I will be expecting to see notes in the margins of everything we read this class, and the denser the text the more notes I expect to see.

Anyone, even a top-notch Harvard professor, who reads challenging material will make notes in the margins.  Making notes allows you to read actively, not passively.  It is like having a conversation, versus listening to someone talk at you.  It is much easier to understand a complicated issue, or a simple issue presented in complicated language when you read actively and engage in dialogue with the text.

Techniques you may want to employ include underlining or circling ideas or phrases which stand out or confuse you, and noting questions or sudden "ah-ha"moments in the margins. It also helps to number a series of related ideas.

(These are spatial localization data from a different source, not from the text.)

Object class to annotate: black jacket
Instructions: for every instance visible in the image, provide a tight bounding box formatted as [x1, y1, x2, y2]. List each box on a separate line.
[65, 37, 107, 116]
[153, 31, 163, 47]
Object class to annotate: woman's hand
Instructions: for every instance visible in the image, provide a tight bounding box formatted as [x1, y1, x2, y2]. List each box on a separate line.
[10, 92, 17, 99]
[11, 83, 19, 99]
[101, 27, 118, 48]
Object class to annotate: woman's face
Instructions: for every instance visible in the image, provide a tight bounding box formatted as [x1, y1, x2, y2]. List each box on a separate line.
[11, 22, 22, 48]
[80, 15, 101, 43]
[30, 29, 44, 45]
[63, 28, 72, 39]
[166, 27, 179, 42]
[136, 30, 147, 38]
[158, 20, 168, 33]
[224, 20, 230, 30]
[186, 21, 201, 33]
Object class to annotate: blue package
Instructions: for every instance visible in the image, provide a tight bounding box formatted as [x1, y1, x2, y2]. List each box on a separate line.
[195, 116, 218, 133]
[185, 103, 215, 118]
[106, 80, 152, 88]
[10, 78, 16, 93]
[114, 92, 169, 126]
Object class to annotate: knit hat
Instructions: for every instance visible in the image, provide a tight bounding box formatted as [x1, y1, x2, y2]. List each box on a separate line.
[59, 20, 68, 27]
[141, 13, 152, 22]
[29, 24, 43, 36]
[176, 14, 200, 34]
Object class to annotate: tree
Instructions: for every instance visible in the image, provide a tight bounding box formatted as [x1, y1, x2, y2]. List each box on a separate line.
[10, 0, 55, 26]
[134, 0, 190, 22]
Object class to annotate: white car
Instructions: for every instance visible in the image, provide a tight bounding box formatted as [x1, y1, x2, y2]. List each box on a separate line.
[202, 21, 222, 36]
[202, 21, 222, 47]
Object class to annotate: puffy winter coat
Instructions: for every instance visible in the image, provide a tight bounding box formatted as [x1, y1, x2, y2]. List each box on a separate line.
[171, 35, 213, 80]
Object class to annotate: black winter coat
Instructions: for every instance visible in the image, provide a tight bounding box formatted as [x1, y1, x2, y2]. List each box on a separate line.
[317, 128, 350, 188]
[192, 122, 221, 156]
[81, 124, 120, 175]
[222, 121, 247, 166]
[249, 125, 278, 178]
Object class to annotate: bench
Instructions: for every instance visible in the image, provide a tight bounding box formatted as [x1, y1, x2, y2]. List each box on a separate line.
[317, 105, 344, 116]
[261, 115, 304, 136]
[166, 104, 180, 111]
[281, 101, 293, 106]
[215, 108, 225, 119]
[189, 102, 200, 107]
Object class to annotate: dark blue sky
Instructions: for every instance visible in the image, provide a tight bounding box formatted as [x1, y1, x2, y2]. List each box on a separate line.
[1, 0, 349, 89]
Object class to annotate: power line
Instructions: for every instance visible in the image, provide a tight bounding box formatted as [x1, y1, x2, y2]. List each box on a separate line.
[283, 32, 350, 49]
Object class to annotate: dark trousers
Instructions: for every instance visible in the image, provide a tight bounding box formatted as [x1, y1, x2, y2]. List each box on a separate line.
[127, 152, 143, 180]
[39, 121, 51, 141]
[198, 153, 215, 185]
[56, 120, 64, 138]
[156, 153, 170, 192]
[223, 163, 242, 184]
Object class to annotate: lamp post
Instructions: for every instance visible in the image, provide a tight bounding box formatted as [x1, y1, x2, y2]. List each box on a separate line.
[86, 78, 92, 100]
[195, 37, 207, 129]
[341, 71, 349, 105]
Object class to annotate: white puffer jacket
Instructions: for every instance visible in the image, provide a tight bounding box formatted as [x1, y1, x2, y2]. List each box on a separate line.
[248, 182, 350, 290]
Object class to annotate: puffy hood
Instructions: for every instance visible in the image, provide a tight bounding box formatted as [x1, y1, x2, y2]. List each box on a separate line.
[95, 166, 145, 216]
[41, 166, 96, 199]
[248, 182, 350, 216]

Please follow the link to a PDF put together by Hunter College in New York City.  You may find the example of annotation most helpful.

Hunter College's Guide to Annotation

1 comment:

  1. I entirely agree; annotating is one of the key actions I commit to during reading. Hunter College's point on commenting and responding to certain portions of text is one of the most helpful ways to engage, in my opinion, because it allows one to hold an almost cohesive conversation with the author, and promotes deep thinking and influence.